Both overfitting and underfitting are best understood as extremes of the bias-variance tradeoff (i.e., if you've overfit you've traded too much variance for a reduction in bias, and vice versa for underfitting). Although bias and variance are usually discussed in the social science methodology literature in the context of estimating "effects" by regression, it applies equally to predictions. Bias is the difference between the average prediction and the observed outcome if data were drawn from the data distribution an infinite number of times and the regression estimated on each draw. Variance refers to how wide the distribution of predictions is. Clearly being right on average is useless if the variability of the predictions is so wide that for any particular prediction you are very far from correct: both bias and variance matter. There is a tradeoff that is not 1-1 between bias and variance, so it often makes sense to trade one for the other to minimize error.
Estimating/Bounding Generalization Error
This motivates the minimization of generalization error, which is the expected loss over the data distribution, i.e., the average loss over all the theoretically possible data. Since we don't have access to the data distribution (because data were passively collected, were expensive to collect, etc.), people have developed a variety of clever ways to avoid the optimism that comes from re-using the whole sample to estimate generalization error. Most of these methods are Monte-Carlo resampling methods which treat the sample data as the data distribution, and repeatedly psuedo-sample from it in a way that is supposed to mimic the sampling process that gave us the sample data. Since only a random psuedo-sample of the sample data is available, this reduces the problem of optimism.
However, when drawing psuedo-samples from the observed data results in psuedo-samples that are dependent on one another, because, for example, the resampling method used presumes that the data are independent when that is not the case, the problem of optimism resurfaces since the Monte-Carlo variance reduction from averaging over the psuedo-samples will be smaller than if the pseudo-samples were independent.
One of the most important problems for social science methodologists is developing ways of estimating predictive performance with the sorts of data we have, with a myriad of dependence structures. There is a literature on resampling methods with dependent data but it in general presumes optimistically simple structures. One possibility I've been thinking about lately is nonparametric segementation (e.g., clustering) to establish exchangeable blocks which can then be resampled. I expect this probably works decently well, but I haven't actually verified that this is the case generally. Variations on this could estimate sampling weights which would work similarly.
An alternative, structural risk minimization relies on bounding the generalization error based on features of the data and the class of the model estimated. This appears to be mathematically difficult, though there have been a series of papers on the topic applied to macroeconomic time-series by Shalizi and others.

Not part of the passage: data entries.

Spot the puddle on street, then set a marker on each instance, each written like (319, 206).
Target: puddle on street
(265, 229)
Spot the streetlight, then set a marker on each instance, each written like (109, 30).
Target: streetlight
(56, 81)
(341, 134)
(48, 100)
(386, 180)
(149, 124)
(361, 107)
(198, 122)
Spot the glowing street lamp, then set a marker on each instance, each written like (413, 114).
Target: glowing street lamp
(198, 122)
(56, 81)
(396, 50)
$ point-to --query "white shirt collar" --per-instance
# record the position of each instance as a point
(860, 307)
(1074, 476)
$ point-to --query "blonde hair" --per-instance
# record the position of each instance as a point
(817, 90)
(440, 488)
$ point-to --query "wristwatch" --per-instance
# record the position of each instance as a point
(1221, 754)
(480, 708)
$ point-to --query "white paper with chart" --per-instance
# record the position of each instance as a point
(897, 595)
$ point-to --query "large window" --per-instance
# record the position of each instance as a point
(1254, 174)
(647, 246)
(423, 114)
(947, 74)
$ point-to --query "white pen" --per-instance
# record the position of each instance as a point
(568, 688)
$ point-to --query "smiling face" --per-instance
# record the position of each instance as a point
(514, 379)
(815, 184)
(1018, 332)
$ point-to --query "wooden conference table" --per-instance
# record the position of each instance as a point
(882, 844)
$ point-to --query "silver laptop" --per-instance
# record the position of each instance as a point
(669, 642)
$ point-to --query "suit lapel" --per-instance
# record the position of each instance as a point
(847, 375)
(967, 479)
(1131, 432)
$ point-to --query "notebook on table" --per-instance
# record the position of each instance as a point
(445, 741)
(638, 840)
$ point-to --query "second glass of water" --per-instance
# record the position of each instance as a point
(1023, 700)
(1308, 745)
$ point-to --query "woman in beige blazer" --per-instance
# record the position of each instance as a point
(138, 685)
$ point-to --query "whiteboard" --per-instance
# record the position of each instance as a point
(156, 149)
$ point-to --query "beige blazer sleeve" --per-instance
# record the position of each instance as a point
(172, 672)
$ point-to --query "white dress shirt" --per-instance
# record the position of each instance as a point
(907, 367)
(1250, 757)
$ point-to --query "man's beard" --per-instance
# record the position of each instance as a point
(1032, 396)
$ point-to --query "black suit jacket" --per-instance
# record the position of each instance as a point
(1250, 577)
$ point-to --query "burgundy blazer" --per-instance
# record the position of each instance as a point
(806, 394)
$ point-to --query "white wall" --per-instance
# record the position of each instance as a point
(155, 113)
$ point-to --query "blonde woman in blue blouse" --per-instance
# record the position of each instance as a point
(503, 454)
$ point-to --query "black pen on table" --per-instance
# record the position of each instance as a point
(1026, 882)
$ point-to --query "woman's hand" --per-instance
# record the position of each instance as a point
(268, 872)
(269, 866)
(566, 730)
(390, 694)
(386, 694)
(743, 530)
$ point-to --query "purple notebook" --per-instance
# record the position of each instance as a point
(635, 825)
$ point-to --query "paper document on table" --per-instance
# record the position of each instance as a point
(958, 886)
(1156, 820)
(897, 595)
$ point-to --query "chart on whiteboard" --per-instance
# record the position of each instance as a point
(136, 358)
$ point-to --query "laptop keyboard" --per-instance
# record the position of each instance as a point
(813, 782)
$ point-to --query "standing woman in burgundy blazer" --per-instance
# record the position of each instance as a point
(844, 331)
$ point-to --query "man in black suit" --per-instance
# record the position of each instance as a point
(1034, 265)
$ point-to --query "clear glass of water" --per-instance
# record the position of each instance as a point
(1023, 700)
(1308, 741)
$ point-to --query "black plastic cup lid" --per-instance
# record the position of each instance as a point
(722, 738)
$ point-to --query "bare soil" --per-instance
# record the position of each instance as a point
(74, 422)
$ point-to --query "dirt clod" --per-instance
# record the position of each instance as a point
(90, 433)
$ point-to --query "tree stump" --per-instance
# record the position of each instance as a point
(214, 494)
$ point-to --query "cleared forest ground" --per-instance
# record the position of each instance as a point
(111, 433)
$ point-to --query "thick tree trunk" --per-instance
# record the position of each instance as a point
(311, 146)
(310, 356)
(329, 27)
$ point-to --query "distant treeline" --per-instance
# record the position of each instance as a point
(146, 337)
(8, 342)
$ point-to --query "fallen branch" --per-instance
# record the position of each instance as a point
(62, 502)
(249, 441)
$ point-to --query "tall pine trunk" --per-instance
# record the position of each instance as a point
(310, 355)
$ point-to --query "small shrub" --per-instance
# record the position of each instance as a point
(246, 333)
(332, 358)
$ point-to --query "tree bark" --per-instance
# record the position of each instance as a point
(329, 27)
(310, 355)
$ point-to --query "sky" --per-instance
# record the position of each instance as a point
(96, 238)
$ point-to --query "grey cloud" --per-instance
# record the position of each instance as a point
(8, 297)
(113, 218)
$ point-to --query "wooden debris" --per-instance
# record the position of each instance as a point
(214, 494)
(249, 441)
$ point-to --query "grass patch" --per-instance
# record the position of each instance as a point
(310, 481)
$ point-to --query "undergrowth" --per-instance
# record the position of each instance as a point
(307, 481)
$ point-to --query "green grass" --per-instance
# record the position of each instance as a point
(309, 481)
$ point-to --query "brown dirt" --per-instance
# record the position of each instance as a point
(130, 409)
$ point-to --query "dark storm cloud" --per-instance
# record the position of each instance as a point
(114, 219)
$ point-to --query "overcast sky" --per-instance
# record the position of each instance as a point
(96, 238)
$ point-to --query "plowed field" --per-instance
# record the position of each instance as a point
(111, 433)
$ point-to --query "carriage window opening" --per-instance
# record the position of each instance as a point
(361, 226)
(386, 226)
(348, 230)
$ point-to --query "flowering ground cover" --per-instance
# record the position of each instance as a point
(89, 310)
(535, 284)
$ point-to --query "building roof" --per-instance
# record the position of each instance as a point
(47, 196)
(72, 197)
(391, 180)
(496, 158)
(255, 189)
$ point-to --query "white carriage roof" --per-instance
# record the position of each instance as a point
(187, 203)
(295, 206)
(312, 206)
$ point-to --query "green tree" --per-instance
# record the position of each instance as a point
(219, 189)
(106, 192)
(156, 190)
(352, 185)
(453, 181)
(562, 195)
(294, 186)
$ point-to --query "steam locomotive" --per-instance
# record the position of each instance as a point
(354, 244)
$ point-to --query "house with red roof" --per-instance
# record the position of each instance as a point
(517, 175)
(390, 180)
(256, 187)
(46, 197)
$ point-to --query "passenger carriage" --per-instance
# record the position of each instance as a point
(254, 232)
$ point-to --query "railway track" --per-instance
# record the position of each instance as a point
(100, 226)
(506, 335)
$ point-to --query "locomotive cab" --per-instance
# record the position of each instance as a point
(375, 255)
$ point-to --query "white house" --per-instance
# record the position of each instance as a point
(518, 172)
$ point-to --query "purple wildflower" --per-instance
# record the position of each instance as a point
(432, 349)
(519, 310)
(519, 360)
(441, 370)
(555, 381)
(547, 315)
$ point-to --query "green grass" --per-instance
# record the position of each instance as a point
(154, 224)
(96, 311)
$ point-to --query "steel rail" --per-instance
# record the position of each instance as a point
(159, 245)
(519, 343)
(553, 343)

Flexible Statistical Methods
As is suggested in the above discussion of bias/variance and over/under-fitting, data-adaptive methods, i.e., methods which add parameters as the amount of data input increases, have generally lower bias and higher variance. Estimating the appropriate of bias to introduce allows variance to be reduced, sometimes substantially. This allows the use of methods capable of learning complex functions but which can also approximate simple functions when they are what underly the data. The key difficulty with increasing model complexity is interpretability. But I'm working on that.
In the mean time using semiparametric methods like model-based additive boosting or generalized additive models is attractive. Especially when there is such great software to do it (e.g., mgcv and mboost).